In Polars, how do you multiply a column of floats with a column of lists?

95 Views Asked by At

Given an example dataframe where we have column 'b' containing lists, and each list has the same length (so it also could be converted to arrays)

df_test = pl.DataFrame({'a': [1., 2., 3.], 'b': [[2,2,2], [3,3,3], [4,4,4]]})
df_test
shape: (3, 2)
┌─────┬───────────┐
│ a   ┆ b         │
│ --- ┆ ---       │
│ f64 ┆ list[i64] │
╞═════╪═══════════╡
│ 1.0 ┆ [2, 2, 2] │
│ 2.0 ┆ [3, 3, 3] │
│ 3.0 ┆ [4, 4, 4] │
└─────┴───────────┘

How do I end up with

shape: (3, 3)
┌─────┬───────────┬────────────────────┐
│ a   ┆ b         ┆ new                │
│ --- ┆ ---       ┆ ---                │
│ f64 ┆ list[i64] ┆ list[f64]          │
╞═════╪═══════════╪════════════════════╡
│ 1.0 ┆ [2, 2, 2] ┆ [2.0, 2.0, 2.0]    │
│ 2.0 ┆ [3, 3, 3] ┆ [6.0, 6.0, 6.0]    │
│ 3.0 ┆ [4, 4, 4] ┆ [12.0, 12.0, 12.0] │
└─────┴───────────┴────────────────────┘

without using map_rows?

The best way I could think of was to use map_rows, which is like apply in pandas.

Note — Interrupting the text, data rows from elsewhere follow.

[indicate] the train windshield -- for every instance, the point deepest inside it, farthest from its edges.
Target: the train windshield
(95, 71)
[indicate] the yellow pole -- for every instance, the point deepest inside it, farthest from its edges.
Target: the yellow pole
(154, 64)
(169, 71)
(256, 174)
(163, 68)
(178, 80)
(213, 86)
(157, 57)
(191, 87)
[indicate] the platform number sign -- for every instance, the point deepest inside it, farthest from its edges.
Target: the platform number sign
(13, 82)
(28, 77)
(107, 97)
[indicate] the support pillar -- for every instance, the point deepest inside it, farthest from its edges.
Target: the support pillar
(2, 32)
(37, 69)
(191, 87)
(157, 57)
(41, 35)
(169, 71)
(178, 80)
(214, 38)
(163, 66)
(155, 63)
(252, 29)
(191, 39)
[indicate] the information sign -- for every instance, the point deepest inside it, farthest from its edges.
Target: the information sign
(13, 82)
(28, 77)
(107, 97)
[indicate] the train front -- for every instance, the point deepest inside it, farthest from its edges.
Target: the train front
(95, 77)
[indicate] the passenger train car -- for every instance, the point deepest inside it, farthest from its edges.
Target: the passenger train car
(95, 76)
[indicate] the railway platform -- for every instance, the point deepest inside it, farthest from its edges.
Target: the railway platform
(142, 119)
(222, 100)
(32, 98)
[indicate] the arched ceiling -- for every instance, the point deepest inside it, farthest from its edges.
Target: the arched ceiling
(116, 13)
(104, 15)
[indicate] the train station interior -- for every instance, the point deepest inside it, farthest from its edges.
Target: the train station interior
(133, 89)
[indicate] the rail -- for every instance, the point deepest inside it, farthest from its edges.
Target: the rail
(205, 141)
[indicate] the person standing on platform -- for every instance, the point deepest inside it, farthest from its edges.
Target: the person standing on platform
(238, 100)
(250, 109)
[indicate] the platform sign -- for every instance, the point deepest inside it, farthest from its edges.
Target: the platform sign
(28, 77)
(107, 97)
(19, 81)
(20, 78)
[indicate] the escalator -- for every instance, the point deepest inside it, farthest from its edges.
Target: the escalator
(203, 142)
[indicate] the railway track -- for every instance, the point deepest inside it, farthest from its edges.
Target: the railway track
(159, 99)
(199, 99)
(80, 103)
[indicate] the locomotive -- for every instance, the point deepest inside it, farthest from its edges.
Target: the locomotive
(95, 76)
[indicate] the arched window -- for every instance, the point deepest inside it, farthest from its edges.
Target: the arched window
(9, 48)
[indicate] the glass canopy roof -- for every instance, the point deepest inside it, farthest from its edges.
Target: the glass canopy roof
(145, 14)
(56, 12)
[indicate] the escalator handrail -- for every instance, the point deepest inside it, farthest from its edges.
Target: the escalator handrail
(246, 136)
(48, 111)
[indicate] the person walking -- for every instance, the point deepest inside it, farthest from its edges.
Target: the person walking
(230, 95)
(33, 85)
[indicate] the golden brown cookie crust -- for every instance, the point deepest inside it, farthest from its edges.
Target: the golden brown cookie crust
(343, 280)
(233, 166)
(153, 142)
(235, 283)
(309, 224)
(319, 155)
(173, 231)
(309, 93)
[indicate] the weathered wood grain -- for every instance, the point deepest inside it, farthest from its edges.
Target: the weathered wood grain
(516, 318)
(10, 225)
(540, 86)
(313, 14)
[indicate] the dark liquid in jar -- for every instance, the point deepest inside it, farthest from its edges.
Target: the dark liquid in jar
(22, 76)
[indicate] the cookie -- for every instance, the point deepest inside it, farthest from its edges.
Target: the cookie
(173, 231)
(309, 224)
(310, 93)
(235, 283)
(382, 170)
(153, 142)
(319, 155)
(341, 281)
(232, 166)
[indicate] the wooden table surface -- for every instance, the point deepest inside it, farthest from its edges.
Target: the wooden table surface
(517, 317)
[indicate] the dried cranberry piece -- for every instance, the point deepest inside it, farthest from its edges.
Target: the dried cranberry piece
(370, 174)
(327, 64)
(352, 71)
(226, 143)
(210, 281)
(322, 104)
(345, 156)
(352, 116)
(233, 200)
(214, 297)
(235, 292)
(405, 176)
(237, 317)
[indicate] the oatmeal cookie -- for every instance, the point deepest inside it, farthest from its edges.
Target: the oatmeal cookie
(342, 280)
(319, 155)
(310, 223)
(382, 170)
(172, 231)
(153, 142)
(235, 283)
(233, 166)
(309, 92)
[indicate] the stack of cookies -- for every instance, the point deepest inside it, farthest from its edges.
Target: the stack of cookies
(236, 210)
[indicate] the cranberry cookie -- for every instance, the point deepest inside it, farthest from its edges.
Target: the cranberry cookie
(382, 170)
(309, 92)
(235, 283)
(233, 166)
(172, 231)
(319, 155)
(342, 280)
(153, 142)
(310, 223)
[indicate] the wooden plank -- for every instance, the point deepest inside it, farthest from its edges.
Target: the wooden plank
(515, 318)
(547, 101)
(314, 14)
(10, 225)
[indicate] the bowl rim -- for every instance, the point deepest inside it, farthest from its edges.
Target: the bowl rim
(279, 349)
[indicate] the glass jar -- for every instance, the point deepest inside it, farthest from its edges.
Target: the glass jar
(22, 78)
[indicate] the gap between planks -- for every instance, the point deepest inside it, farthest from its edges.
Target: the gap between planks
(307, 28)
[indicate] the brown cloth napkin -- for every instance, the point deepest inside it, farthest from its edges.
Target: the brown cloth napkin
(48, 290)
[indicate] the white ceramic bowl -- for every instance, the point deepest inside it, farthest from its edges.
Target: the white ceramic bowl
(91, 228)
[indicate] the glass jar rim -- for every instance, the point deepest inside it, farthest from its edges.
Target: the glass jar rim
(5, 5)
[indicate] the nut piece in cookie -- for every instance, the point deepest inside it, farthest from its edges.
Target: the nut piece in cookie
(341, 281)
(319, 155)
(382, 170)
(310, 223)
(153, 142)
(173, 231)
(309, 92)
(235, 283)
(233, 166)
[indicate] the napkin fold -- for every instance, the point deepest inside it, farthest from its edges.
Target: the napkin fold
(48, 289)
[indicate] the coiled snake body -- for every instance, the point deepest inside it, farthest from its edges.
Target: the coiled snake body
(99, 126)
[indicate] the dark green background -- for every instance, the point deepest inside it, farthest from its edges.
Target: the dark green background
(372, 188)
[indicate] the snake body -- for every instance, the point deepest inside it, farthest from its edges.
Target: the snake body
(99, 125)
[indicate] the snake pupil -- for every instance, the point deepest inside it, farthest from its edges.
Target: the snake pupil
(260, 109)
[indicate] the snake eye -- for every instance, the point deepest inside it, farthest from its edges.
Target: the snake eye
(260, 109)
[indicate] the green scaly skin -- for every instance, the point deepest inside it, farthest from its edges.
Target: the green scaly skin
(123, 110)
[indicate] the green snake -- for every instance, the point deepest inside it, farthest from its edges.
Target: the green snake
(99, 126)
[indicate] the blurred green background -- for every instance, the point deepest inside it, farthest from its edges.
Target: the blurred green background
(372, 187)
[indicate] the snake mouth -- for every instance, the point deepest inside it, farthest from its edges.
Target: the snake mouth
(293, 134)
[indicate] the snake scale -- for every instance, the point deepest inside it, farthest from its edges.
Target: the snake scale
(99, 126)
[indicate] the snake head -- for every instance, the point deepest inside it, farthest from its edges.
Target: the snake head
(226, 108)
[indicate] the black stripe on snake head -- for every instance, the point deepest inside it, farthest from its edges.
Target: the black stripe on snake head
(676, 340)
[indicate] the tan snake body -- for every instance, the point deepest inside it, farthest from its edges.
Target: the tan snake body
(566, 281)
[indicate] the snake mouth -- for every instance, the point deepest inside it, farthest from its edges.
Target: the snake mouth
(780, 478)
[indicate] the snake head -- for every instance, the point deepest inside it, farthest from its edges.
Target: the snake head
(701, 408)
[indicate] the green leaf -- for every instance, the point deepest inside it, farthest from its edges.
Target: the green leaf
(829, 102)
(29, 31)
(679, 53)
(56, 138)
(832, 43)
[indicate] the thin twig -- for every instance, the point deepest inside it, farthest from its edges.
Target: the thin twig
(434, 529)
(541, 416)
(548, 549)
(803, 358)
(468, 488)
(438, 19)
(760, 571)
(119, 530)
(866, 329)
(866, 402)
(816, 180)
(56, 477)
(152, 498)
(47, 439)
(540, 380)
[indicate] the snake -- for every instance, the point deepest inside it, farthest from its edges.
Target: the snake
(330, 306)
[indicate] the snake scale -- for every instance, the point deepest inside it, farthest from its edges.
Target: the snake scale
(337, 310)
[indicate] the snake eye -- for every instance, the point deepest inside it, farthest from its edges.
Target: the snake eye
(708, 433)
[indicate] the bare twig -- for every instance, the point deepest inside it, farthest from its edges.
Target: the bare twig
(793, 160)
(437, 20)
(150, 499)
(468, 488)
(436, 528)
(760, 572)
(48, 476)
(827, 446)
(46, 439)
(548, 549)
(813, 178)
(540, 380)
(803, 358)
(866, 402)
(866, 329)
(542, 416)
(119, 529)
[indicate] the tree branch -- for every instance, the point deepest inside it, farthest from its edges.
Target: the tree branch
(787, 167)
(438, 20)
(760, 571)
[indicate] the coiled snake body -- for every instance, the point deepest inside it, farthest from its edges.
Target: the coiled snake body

Not really the most efficient thing according to docs but it works:

df_temp = df_test.map_rows(lambda x: ([x[0] * i for i in x[1]],))
df_temp.columns = ['new']
df_test = df_test.hstack(df_temp)
2

There are 2 best solutions below

2
ouroboros1 On

Edit: adjusted answer to make sure that it works with duplicate values in column 'a'.


Here's one approach:

Data

N.B. Below changing 'a' from [1., 2., 3.] to [1., 1., 3.] to exemplify the need for an extra temporary column 'idx' for the groupby.

import polars as pl

# changing 'a' from `[1., 2., 3.]` to `[1., 1., 3.]` to exemplify need temp `idx`
df_test = pl.DataFrame({'a': [1., 1., 3.], 
                        'b': [[2,2,2], [3,3,3], [4,4,4]]})
df_test

shape: (3, 2)
┌─────┬───────────┐
│ a   ┆ b         │
│ --- ┆ ---       │
│ f64 ┆ list[i64] │
╞═════╪═══════════╡
│ 1.0 ┆ [2, 2, 2] │
│ 1.0 ┆ [3, 3, 3] │
│ 3.0 ┆ [4, 4, 4] │
└─────┴───────────┘

Code

df_new = (
    df_test.with_columns(idx=pl.arange(0, pl.len()))
           .explode('b')
           .with_columns(new=(pl.col('a') * pl.col('b')))
           .group_by(['idx', 'a'], maintain_order=True)
           .agg(pl.col("b"), pl.col("new"))
           .drop('idx')
)

df_new

shape: (3, 3)
┌─────┬───────────┬────────────────────┐
│ a   ┆ b         ┆ new                │
│ --- ┆ ---       ┆ ---                │
│ f64 ┆ list[i64] ┆ list[f64]          │
╞═════╪═══════════╪════════════════════╡
│ 1.0 ┆ [2, 2, 2] ┆ [2.0, 2.0, 2.0]    │
│ 1.0 ┆ [3, 3, 3] ┆ [3.0, 3.0, 3.0]    │
│ 3.0 ┆ [4, 4, 4] ┆ [12.0, 12.0, 12.0] │
└─────┴───────────┴────────────────────┘

Explanation

  • First, create a column 'idx' (using pl.DataFrame.with_columns, pl.arange, and pl.len) to keep track of each row. I.e., we use this column to differentiate between rows that have the same value in 'a'.
  • Now, use pd.DataFrame.explode to get the list values for 'b' into separate rows.
  • Next, chain pl.DataFrame.with_columns to multiply column 'a' by column 'b', assigning the result to 'new'.
  • Finally, we want to get back the lists: use pl.DataFrame.group_by on columns 'idx' and 'a', adding maintain_order=True to keep the data in the correct order, and apply groupby.agg on columns 'b' and 'new'.
  • Clean up by dropping 'idx' (using pl.DataFrame.drop).
3
Hericks On

Unfortunately, polars doesn't support referencing named columns within pl.Expr.list.eval. Otherwise, that would've been the go-to solution.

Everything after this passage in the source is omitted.